""Wir haben uns gefühlt wie Schwerkriminelle.""
Florian Carl, Projektgegner.
Stuttgart - Als die Deutsche Bahn am Mittwoch vor einer Woche mit den Abrissarbeiten am Nordflügel beginnt, sind viele Demonstranten bestürzt. Sieben Demonstranten klettern auf das Dach des Nordflügels, um die Bauarbeiten zu verhindern. Einer von ihnen ist der Abiturient Florian Carl. Der 20-jährige Stuttgarter über seine Erfahrungen mit der Polizei und die Stuttgart 21 Gegenbewegungen.
Wann haben Sie angefangen gegen Stuttgart 21 zu demonstrieren?
Vor vier Jahren, damals war die Bewegung noch überschaubar. Ich ging zu Koordinierungstreffen, bei denen unter anderem Demos geplant werden, die haben sich sehr über junge Gesichter gefreut. Ich war damals 16 Jahre alt. Seit einem halben Jahr gehe ich täglich zum Bauzaun.
Wie stehen Sie zu dem geplanten Runden Tisch?
Mich ärgert die Arroganz der Verantwortlichen und wie sie mit den Bürgern umgehen. Wir fordern nicht nur einen Baustopp sondern auch Vergabestopp, damit das Projekt nicht noch teurer wird wenn man es jetzt abbricht.
Wie beteiligen Sie sich an den Demonstrationen?

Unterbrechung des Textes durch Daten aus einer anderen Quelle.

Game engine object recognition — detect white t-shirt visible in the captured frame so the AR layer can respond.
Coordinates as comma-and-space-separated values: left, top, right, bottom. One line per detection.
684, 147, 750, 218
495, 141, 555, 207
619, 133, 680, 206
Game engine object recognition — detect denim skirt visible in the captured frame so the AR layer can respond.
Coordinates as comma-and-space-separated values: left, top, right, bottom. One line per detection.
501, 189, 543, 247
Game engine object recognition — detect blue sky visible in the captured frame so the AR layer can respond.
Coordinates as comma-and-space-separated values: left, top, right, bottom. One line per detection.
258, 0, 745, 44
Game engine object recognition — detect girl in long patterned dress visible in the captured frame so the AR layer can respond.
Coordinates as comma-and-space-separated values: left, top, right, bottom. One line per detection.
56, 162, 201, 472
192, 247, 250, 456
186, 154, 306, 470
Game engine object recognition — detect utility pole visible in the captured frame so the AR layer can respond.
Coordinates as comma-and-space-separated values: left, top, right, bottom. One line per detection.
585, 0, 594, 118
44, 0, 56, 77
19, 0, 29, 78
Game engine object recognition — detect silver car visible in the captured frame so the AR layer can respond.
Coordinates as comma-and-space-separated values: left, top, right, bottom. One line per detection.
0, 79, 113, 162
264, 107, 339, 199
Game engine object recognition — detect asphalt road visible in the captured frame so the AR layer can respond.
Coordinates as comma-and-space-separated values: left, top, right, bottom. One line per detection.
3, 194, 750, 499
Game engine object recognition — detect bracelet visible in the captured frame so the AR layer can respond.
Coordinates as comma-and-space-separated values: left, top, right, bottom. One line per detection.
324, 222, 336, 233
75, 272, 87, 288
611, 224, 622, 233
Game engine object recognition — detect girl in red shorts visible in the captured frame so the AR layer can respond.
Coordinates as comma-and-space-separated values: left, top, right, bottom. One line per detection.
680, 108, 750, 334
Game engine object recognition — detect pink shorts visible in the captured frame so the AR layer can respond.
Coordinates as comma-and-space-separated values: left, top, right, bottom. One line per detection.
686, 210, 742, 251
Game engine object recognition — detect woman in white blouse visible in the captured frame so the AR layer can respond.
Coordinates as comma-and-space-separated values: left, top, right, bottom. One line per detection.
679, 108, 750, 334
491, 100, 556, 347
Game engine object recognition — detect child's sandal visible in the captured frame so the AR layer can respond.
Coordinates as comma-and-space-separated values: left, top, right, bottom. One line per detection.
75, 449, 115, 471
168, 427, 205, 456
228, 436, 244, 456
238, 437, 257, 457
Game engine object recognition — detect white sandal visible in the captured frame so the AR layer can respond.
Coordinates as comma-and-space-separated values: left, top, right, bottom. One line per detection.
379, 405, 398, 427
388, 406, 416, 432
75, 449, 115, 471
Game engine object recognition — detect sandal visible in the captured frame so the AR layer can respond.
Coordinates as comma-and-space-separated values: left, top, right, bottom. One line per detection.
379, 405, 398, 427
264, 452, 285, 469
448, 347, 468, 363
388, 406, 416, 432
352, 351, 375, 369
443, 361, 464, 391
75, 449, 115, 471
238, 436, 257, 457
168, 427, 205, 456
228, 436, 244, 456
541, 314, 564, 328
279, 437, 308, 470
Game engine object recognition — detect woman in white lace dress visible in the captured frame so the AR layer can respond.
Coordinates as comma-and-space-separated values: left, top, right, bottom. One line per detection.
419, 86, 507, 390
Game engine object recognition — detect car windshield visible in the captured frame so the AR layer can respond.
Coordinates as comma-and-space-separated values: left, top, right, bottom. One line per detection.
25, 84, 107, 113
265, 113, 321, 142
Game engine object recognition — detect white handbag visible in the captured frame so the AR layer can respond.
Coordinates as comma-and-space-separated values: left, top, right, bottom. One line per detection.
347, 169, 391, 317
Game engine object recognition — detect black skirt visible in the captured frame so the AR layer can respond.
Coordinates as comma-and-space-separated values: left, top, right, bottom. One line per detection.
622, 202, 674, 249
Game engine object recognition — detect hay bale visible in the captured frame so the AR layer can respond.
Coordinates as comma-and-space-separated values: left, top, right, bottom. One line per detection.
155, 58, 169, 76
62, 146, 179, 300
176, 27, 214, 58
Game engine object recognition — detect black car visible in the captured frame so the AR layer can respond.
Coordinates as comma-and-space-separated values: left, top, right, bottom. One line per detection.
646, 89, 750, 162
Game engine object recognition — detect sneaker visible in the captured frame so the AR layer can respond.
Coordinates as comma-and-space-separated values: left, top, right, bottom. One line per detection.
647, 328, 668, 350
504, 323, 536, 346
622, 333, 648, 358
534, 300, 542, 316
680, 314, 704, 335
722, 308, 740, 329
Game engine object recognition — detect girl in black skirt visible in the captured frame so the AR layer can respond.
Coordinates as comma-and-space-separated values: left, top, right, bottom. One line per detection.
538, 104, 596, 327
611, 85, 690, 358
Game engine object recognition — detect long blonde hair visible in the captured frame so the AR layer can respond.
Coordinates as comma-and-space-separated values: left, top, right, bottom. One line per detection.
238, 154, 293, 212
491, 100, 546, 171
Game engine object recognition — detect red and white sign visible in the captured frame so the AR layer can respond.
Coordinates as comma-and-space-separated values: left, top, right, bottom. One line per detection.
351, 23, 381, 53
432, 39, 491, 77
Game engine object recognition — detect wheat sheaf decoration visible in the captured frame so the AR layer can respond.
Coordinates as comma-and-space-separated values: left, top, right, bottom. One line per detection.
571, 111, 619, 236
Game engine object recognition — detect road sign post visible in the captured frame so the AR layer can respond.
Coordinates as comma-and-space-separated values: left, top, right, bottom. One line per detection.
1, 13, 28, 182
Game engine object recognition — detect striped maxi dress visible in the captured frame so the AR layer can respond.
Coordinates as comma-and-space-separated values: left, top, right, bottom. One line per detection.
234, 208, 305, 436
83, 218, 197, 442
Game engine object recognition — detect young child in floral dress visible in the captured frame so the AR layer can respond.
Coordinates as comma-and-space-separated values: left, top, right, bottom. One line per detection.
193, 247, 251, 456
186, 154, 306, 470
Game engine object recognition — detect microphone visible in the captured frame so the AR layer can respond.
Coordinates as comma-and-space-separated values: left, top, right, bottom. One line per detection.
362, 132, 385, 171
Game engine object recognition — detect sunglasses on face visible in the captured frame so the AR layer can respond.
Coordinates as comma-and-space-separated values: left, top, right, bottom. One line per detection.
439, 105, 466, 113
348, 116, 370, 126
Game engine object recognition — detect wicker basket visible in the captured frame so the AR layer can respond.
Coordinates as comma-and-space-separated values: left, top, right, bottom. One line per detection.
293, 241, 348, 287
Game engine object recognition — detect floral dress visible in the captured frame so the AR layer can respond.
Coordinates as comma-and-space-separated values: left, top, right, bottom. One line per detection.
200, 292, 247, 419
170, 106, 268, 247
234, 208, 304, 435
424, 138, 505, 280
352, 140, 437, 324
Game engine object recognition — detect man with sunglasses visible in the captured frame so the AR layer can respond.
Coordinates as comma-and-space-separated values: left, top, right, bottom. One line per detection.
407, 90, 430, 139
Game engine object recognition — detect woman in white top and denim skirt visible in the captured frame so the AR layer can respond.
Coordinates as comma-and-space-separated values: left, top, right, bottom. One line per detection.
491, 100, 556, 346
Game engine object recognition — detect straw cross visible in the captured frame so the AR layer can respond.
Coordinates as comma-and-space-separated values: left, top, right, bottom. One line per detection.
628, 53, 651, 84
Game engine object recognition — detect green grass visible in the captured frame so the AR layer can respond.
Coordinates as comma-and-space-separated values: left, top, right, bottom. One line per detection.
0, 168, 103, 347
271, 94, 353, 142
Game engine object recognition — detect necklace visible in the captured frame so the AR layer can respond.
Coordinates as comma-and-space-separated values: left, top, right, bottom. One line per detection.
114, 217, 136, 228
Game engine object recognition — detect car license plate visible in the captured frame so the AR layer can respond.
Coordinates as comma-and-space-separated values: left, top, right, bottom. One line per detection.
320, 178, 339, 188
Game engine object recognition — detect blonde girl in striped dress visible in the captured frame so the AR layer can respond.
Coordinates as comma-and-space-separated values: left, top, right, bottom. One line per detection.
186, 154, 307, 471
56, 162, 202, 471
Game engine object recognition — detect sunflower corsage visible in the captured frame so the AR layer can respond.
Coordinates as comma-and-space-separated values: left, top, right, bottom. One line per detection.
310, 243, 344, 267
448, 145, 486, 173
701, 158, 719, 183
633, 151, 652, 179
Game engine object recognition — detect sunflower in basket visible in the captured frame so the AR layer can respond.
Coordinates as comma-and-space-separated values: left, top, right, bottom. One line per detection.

Dadurch, dass ich da bin. Ich rede mit den Leuten über die Nachteile. Man kommt dabei mit Menschen ins Gespräch mit denen man normalerweise nicht reden würde. Stuttgart 21 vereint die Leute. Durch die Proteste wird Stuttgart zu einer wacheren Stadt, die Bürger sind politisch offener geworden. Zum ersten Mal entwickelt sich hier eine Demonstrationskultur.
Warum Sind Sie vergangenen Mittwoch auf das Dach des Nordflügels gestiegen?
Das war eine total spontane Aktion und geschah aus der Hilflosigkeit unten zu stehen und nichts machen zu können.
Das Gebiet um die Baustelle herum wurde von Polizisten abgesperrt. Wie haben Sie und die anderen Demonstranten es dennoch geschafft an den Polizisten vorbei zu kommen?
Die Polizei war überall präsent. Wenn man sich so etwas überlegt, dann versucht man das Risiko zu minimieren daran gehindert zu werden. Die Polizei war an diesem Tag aber auch sichtlich überfordert.